Solution of the mean-field Hubbard model of graphene rectangulenes
Amador García-Fuente, Jaime Ferrer
TL;DR
This work provides a complete analytical mean-field Hubbard solution for undoped and doped graphene rectangulenes of arbitrary size by transforming the interaction into the eigen-state basis built from bulk and edge states. It derives explicit bulk, edge, and edge-bulk Coulomb integrals, and decomposes the Hamiltonian into bulk, edge, and coupling parts, enabling closed-form mean-field solutions for paramagnetic, ferromagnetic, and antiferromagnetic phases. The authors compute eigen-energies, occupations, spin densities, addition energies, and phase-energy differences, and show how to reformulate the MF Hamiltonian back into a real-space tight-binding form suitable for transport and optical-model calculations.
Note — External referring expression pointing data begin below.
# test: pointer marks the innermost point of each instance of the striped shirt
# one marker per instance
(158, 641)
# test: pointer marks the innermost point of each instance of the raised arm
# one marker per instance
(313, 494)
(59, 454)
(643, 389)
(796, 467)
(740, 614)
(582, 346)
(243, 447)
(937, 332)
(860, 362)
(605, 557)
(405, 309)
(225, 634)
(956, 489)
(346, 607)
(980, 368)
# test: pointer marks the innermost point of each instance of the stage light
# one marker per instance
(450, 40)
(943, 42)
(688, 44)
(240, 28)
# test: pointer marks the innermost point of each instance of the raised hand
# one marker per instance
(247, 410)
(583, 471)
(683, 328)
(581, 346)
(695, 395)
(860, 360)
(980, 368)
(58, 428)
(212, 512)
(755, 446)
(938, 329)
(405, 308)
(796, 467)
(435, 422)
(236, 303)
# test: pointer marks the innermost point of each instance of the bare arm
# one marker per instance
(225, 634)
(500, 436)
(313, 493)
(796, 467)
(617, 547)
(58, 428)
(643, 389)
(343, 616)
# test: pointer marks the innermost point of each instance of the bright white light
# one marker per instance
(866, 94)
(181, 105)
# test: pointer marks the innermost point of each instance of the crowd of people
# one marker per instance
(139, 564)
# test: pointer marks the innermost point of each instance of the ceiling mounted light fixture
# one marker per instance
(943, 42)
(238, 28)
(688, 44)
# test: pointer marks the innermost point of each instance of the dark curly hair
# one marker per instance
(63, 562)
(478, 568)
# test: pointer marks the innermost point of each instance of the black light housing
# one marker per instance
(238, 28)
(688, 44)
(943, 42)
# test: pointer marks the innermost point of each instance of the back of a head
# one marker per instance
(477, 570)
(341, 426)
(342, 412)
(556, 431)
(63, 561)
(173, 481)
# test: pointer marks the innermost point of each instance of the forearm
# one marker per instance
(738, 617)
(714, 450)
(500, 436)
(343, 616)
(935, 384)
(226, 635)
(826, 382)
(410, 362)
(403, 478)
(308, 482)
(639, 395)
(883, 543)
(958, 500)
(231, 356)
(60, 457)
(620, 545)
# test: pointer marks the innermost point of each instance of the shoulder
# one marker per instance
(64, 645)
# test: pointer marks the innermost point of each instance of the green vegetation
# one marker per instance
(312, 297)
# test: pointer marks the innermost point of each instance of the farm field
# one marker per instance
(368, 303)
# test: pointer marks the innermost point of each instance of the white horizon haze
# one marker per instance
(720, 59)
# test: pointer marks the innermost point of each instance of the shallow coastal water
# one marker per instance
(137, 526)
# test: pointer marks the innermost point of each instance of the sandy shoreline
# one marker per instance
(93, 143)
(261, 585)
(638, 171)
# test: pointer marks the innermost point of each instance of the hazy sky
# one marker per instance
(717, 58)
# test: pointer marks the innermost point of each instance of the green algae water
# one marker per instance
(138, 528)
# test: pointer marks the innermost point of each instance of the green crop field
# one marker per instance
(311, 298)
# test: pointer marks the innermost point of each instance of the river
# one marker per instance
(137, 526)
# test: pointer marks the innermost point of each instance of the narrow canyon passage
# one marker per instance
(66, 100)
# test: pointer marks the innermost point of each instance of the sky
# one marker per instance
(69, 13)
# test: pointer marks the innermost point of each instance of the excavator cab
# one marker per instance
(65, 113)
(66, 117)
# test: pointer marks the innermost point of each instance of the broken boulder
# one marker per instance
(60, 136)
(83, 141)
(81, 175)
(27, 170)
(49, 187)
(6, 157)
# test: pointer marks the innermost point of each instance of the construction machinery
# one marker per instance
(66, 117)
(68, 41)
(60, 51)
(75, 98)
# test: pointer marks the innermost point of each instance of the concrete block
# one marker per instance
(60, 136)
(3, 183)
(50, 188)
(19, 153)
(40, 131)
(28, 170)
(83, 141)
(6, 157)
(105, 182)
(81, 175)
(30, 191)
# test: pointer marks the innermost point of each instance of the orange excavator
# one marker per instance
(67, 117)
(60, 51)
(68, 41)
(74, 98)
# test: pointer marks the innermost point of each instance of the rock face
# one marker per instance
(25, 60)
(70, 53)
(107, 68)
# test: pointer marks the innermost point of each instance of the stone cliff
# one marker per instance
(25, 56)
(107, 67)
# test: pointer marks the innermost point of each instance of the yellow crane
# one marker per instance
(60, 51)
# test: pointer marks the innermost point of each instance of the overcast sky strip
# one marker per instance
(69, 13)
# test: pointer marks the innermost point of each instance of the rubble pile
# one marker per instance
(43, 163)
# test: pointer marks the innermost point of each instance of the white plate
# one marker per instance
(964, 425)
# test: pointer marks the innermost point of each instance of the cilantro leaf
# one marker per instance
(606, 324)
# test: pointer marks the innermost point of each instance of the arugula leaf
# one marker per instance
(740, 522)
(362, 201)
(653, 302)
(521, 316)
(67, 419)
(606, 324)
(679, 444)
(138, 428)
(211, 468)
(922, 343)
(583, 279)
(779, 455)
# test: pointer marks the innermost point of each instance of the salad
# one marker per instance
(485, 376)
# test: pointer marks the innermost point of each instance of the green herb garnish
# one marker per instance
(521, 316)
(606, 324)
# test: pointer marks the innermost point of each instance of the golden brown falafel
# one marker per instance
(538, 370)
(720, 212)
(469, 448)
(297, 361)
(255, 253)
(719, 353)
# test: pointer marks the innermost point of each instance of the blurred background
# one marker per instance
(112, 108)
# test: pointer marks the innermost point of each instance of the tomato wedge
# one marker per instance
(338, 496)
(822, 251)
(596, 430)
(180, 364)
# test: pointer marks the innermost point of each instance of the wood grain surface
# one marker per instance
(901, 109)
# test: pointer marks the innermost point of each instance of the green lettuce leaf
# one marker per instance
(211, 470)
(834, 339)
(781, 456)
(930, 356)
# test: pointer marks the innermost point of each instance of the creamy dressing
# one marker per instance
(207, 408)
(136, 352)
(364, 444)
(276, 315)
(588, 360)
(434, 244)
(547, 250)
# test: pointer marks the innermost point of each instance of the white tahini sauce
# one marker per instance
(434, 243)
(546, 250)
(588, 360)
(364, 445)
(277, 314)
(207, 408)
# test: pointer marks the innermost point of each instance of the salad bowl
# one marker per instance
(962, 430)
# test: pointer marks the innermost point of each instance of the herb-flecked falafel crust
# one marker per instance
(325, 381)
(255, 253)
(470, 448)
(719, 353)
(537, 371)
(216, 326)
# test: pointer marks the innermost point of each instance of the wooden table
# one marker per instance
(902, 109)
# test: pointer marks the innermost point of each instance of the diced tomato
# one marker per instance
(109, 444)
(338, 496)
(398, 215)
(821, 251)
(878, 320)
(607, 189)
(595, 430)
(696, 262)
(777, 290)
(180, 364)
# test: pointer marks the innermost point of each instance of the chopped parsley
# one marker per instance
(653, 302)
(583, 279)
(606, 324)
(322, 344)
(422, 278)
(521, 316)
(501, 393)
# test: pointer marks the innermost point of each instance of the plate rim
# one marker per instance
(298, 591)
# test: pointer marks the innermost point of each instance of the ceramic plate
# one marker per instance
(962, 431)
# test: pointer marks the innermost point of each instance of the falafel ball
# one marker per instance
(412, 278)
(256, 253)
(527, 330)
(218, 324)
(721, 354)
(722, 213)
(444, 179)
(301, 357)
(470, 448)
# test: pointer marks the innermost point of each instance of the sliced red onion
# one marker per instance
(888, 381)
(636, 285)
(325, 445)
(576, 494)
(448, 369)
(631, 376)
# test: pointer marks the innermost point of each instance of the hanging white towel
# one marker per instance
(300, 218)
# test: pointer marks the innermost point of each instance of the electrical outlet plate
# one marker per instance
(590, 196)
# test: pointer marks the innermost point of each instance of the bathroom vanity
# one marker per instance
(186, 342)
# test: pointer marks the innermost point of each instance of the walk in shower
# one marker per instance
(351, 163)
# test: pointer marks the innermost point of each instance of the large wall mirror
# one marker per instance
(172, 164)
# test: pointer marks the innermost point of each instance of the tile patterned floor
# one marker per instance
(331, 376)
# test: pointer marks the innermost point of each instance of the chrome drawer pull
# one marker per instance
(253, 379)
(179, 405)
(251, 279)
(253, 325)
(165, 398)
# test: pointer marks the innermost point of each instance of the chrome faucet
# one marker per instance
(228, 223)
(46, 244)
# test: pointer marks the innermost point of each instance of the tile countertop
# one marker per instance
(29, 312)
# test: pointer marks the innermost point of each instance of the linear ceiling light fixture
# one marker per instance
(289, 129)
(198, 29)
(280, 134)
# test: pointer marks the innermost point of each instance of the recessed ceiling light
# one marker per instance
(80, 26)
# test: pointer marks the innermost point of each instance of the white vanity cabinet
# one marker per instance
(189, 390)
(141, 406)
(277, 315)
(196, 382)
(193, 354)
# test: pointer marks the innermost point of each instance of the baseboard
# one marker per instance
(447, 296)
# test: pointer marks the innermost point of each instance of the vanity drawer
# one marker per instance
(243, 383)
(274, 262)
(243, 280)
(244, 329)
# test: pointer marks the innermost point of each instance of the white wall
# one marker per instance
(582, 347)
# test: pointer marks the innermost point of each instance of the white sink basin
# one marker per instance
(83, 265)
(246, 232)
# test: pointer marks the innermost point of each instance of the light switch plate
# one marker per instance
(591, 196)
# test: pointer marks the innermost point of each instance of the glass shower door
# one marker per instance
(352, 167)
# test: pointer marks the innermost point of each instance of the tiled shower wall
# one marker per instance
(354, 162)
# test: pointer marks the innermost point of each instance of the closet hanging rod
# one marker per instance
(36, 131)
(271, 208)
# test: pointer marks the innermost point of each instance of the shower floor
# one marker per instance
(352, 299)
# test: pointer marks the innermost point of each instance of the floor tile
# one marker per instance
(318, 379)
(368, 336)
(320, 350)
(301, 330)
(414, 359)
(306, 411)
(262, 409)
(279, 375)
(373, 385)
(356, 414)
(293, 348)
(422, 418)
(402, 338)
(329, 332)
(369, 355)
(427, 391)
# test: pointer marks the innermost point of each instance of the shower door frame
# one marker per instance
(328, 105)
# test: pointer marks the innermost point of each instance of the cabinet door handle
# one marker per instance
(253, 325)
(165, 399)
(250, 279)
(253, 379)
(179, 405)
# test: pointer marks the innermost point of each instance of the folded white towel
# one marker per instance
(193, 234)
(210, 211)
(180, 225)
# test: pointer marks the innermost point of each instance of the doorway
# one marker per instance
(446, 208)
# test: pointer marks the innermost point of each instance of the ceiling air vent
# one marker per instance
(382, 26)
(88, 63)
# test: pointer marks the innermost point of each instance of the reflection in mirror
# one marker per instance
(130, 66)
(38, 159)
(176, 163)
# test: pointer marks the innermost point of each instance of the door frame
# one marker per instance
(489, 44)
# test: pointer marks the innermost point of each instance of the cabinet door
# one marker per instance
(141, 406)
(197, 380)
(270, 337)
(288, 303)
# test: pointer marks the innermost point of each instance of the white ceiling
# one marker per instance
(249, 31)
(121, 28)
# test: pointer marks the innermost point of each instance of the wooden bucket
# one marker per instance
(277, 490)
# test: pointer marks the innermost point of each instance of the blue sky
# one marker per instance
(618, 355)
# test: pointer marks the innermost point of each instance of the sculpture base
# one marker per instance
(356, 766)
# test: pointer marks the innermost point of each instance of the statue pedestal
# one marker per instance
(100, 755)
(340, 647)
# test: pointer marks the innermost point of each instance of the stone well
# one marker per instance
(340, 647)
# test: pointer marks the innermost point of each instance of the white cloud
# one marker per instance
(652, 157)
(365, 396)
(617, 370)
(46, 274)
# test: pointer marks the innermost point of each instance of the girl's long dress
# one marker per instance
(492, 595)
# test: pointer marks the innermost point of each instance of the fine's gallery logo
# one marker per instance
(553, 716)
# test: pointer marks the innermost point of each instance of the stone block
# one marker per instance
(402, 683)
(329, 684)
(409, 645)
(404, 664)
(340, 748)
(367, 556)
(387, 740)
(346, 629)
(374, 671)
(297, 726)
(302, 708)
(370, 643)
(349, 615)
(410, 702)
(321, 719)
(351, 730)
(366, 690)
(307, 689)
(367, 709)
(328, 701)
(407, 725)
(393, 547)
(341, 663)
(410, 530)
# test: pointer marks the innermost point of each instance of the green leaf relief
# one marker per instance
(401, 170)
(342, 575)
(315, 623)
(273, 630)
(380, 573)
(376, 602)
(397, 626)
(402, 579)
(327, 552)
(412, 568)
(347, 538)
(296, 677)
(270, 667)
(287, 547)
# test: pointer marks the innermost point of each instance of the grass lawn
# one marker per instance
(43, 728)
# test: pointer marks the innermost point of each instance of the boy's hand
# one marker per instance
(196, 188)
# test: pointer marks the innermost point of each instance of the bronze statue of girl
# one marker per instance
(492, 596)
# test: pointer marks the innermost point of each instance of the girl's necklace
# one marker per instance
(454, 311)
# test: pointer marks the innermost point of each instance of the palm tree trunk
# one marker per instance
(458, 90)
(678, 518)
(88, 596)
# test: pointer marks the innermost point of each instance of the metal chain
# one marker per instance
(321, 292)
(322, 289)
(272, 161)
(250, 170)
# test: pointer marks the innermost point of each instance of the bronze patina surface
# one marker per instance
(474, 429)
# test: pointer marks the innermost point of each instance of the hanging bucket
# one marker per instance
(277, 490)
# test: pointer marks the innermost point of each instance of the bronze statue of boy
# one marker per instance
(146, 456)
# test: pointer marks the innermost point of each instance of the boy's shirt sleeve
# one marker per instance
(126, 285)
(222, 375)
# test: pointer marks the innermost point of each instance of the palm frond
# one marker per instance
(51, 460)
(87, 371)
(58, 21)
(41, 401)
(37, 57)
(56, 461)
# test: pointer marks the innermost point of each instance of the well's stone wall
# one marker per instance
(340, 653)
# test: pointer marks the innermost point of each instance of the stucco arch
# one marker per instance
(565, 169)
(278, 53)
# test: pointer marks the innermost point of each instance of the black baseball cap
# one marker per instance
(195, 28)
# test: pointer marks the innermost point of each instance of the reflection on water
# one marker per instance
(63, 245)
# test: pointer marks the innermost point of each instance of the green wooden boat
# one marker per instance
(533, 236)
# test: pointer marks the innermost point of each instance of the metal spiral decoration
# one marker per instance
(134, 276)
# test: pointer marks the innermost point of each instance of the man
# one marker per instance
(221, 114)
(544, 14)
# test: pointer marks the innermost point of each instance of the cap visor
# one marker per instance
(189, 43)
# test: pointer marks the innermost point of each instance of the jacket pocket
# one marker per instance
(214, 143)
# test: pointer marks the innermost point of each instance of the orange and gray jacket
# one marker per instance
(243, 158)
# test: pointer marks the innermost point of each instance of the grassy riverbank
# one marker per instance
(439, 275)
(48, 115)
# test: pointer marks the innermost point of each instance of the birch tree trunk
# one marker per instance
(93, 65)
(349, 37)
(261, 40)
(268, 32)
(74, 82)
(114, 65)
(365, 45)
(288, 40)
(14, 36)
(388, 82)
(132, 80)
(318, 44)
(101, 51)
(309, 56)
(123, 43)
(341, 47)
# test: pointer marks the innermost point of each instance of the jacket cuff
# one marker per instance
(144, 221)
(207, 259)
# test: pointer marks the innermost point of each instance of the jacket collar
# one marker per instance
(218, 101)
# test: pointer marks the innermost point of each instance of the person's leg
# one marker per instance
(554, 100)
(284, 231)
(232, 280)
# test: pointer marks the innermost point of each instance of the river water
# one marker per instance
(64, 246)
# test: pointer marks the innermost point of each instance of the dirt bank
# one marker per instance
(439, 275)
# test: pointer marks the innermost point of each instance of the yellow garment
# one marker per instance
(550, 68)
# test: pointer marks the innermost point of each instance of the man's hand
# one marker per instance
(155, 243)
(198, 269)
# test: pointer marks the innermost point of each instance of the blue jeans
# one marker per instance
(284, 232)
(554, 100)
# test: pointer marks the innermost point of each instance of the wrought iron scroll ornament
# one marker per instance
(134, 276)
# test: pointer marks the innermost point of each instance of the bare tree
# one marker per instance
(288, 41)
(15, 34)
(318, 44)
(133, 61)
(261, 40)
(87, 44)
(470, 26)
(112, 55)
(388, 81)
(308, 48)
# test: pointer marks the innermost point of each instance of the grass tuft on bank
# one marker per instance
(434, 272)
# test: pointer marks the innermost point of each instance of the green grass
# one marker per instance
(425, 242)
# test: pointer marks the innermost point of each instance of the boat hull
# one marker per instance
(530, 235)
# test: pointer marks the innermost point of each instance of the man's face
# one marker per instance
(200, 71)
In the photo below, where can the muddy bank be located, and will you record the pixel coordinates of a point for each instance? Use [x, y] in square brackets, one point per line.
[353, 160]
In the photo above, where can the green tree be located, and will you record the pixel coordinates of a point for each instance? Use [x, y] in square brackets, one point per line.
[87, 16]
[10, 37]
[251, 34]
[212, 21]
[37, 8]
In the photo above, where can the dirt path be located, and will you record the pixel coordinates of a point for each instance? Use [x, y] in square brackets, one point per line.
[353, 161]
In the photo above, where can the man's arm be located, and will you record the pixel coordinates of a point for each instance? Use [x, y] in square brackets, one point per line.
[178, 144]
This framework captures edge magnetism, edge-state doping effects, and finite-size scaling from nanometers to structures approaching the bulk limit, and provides a scalable bridge to beyond-mean-field methods such as GW. The approach thus offers a powerful, analytical tool to predict electronic, magnetic, and optoelectronic properties of experimental graphene rectangulenes and related graphene flakes.
Abstract
We present a complete analytical solution of the mean-field Hubbard model of undoped and doped graphene rectangulenes. These are non-chiral ribbons of arbitrary length and width, whose dimensions range from simple short acene molecules all the way up to the bulk limit. We rewrite the Hubbard model in the basis of bulk and edge non-interacting eigen-states, and provide explicit expressions for the Coulomb matrix elements. We present a general mean-field decoupling of the Hamiltonian, and discuss in detail the paramagnetic, ferromagnetic and antiferromagnetic mean-field solutions. We calculate the eigen-energies, occupations, spin densities and addition energies of rectangulenes with lengths and widths ranging from a nanometer to several hundreds of them. We rewrite the exact mean-field tight-binding Hamiltonian back in the site-occupation basis, that can be used to model electronic, thermo-electric, transport and optical properties of experimental-size graphene flakes.